È il frutto di un lavoro di anni, Il libro dell’incontro, durante i quali i suoi curatori, a partire dal 2009, hanno fatto appunto incontrare, nella veste di mediatori, alcune vittime o loro famigliari e alcuni responsabili della lotta armata fra gli anni Settanta e Ottanta. Le persone coinvolte sono state circa sessanta, gli incontri continuativi e talvolta anche residenziali. Bertagna, Ceretti e Mazzucato hanno lavorato per propria iniziativa; e pochi erano al corrente di quanto stavano facendo. Fra queste il Cardinale Carlo Maria Martini, un gruppo di esponenti della società civile definiti «Primi Terzi» e uno di autorevoli «garanti», quali ad esempio Gherardo Colombo e Valerio Onida.

Ciascun incontro trovava in se stesso il proprio significato e il proprio fine: vittime e responsabili si ritrovavano faccia a faccia, e potevano guardarsi, parlarsi, ascoltarsi, o anche solo rimanere in silenzio. Le loro «voci» costituiscono adesso il cuore pulsante del Libro dell’incontro: attorno a loro, prima e dopo, il libro è fatto anche di molti necessari contributi scientifici ed è arricchito da una Postfazione di Luigi Manconi con Stefano Anastasìa, ma rimangono le «voci» il suo più ardente «fuoco». Nella maggior parte dei casi non sappiamo neppure a chi attribuirle, perché anonime; in altri, appaiono le firme in calce (ad esempio di Agnese Moro, o Adriana Faranda, o Manlio Milani).

Lette, come devono essere, in un continuum narrativo, queste «voci» sembrano quasi una Spoon River dei vivi, dove nessuno però potrebbe aver fiato da solo, perché la «voce» di ciascuno ha bisogno di quella che la precede come di quella che la segue.

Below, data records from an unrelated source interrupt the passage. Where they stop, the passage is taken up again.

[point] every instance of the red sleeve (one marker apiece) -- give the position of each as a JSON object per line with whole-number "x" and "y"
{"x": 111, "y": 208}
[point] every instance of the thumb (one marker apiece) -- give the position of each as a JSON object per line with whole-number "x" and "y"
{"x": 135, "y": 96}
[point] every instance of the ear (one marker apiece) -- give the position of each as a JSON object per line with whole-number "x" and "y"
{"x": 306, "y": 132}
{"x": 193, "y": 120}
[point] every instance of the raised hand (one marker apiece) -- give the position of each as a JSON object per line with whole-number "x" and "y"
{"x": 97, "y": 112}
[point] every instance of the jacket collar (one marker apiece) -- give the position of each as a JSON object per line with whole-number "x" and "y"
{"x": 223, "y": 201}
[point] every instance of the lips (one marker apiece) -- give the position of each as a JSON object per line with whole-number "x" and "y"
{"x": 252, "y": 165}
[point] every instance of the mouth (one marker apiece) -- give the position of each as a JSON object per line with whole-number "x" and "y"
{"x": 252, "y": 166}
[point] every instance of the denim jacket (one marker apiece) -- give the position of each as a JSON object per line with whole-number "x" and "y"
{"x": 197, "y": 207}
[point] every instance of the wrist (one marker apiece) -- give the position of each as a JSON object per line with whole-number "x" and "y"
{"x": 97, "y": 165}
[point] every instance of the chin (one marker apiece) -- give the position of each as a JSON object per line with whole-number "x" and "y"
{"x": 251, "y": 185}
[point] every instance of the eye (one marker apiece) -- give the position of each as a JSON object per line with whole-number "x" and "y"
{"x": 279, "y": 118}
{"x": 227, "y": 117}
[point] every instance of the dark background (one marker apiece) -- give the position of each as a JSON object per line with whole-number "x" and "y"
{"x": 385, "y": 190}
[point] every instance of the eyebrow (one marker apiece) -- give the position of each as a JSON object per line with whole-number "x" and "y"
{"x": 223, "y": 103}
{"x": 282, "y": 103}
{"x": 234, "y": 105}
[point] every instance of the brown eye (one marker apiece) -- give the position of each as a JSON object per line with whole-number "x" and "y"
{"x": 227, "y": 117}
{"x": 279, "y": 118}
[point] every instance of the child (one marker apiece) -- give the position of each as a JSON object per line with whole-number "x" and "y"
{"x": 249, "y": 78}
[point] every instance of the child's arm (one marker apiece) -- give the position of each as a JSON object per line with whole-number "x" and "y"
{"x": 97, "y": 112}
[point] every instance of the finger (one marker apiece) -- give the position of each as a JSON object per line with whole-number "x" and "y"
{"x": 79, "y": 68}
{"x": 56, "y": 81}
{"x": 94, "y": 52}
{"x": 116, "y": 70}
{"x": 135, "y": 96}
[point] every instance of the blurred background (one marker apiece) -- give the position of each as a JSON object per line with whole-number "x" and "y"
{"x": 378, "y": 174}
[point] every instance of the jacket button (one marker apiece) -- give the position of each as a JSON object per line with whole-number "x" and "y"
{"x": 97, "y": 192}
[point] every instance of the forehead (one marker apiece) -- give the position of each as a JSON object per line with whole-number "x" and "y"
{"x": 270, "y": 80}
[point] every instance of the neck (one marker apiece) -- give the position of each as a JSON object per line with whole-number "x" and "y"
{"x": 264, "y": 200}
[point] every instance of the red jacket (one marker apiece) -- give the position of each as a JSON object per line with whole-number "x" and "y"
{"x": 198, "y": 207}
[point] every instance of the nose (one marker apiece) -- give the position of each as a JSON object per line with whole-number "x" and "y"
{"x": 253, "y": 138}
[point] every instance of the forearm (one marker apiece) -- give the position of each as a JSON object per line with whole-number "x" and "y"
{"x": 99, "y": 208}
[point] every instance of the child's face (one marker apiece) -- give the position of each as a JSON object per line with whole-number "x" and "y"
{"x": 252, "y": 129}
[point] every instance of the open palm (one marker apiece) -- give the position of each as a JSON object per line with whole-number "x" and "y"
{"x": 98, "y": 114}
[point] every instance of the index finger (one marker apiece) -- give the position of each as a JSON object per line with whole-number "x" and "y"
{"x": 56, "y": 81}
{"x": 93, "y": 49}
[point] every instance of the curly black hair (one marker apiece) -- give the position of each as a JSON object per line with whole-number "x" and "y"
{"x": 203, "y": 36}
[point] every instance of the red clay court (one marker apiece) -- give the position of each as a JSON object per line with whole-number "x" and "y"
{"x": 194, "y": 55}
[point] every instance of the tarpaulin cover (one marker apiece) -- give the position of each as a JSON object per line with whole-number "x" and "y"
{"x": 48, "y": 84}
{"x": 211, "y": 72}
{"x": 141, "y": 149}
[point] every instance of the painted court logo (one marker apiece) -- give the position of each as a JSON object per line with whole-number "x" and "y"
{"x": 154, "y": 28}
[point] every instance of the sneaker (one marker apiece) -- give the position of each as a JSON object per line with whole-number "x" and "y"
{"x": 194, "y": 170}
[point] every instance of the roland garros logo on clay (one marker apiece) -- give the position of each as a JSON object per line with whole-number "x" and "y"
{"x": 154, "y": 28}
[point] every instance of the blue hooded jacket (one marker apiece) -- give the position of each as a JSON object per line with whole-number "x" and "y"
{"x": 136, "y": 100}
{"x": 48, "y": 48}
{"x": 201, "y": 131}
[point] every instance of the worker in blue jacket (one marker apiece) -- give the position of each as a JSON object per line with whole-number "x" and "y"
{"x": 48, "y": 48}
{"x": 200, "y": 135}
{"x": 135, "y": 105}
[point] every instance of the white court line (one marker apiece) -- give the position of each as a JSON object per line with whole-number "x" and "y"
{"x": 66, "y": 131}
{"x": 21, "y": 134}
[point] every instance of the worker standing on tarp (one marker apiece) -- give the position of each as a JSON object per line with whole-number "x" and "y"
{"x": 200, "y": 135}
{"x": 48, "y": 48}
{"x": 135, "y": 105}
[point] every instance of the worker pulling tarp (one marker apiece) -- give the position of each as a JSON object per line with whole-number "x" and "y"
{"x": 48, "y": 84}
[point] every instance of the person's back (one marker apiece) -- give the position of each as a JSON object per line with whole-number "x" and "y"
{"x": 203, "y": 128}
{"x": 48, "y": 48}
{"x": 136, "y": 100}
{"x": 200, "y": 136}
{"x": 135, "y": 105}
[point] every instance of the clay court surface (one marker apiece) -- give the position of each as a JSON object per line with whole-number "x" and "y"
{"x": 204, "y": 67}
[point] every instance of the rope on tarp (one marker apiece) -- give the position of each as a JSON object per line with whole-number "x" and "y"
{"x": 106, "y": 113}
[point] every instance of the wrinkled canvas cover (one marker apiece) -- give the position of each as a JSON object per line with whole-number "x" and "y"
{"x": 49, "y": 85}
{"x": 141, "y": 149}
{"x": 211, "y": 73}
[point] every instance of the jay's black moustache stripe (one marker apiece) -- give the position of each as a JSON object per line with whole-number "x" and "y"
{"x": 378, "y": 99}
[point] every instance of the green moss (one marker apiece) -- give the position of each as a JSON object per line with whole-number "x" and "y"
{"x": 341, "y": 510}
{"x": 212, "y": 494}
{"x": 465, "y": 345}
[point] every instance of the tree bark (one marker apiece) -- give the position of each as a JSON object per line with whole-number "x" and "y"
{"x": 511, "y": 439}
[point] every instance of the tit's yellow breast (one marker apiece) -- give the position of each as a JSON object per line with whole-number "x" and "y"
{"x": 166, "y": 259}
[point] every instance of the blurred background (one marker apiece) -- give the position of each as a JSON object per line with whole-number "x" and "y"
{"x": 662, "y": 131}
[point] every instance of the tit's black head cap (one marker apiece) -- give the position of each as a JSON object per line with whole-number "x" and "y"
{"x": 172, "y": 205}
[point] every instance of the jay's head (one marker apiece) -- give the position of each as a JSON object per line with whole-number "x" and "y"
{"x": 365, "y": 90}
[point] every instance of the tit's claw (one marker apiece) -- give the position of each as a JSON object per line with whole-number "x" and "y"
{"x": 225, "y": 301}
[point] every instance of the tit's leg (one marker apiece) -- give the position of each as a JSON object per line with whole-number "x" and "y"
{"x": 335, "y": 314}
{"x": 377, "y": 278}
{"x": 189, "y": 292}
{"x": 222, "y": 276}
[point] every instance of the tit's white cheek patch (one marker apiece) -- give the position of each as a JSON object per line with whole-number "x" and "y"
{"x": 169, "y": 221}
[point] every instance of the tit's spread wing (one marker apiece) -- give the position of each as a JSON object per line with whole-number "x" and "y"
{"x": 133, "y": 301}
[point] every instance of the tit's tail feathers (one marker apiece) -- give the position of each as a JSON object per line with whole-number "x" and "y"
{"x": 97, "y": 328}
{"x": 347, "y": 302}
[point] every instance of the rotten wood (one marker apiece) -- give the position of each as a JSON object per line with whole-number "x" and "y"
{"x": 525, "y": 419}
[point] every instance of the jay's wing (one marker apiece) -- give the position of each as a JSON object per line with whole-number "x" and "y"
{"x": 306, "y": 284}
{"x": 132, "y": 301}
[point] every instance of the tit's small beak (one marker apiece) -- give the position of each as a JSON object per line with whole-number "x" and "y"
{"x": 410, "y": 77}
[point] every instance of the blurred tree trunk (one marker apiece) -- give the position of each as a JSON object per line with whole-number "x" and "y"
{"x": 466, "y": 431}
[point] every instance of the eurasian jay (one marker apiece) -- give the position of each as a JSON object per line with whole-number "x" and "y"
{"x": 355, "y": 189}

Ed è questa la potenza anche storiografica del libro: a parlare di quegli anni non sono le vittime o i responsabili della lotta armata, in racconti solipsistici, ma sono le une e gli altri insieme, e le loro parole sono parole nuove e mai sentite proprio perché scaturiscono dal loro intrecciarsi. Sono parole che aspettavano di salire alla superficie, ma occorreva che qualcuno gliene offrisse un tempo e uno spazio.

L’aver immaginato questo tempo e questo spazio è il più grande merito da attribuire a Bertagna, Ceretti e Mazzucato, i quali dichiarano apertamente di riconoscere il proprio modello nella giustizia riparativa, che a sua volta trova la propria espressione più nobile nell’esperienza della Commissione Sudafricana per la Verità e la Riconciliazione.

La giustizia riparativa, infatti, non si accontenta delle sentenze bensì ha l’ambizione di offrire qualcosa di più, in primo luogo alle vittime dei reati ma anche ai loro autori: un’occasione per superare insieme, aldilà dei ruoli processuali e nella relazione dialogica, le conseguenze generate dal reato. Nel caso del confronto fra i protagonisti della lotta armata l’ambizione era ancora più alta, perché a contrapporre le parti in gioco non era e non è semplicemente un conflitto, ma un «dissidio» vero e proprio, vale a dire un conflitto «irriducibile».

Nessuno era in cerca di perdono, non interessava ai curatori del libro procurarlo né i responsabili lo chiedevano; e neppure la riconciliazione, a ben vedere, doveva essere per forza l’esito degli incontri, il cui fine ultimo risiedeva piuttosto in una «ricomposizione» delle memorie e dei punti di vista in virtù della quale a ciascuno fosse dato quantomeno di essere ritenuto legittimato a parlare e di essere ascoltato.

Un fragile equilibrio

Sembra forse poco, ed è invece moltissimo: un «compromesso» virtuoso, un equilibrio fondato sull’apertura di nuove possibilità, «fragile» e «insicuro» come tutto ciò che richieda cura e come ogni proiezione sul futuro lo è per definizione (nelle parole di Claudia Mazzucato e di Federica Brunelli, quest’ultima in un testo contenuto in Giustizia riparativa, a cura di Grazia Mannozzi e Giovanni Angelo Lodigiani, di recente pubblicazione dal Mulino). Solo il futuro, dunque, potrà dire se questo equilibrio, che il lavoro testimoniato dal Libro dell’incontro è riuscito a creare, saprà anche perdurare. Il libro dell’incontro dimostra che un’esperienza di giustizia, diversa quella ordinaria, è sempre possibile; e costituirà un precedente di enorme valore anche politico.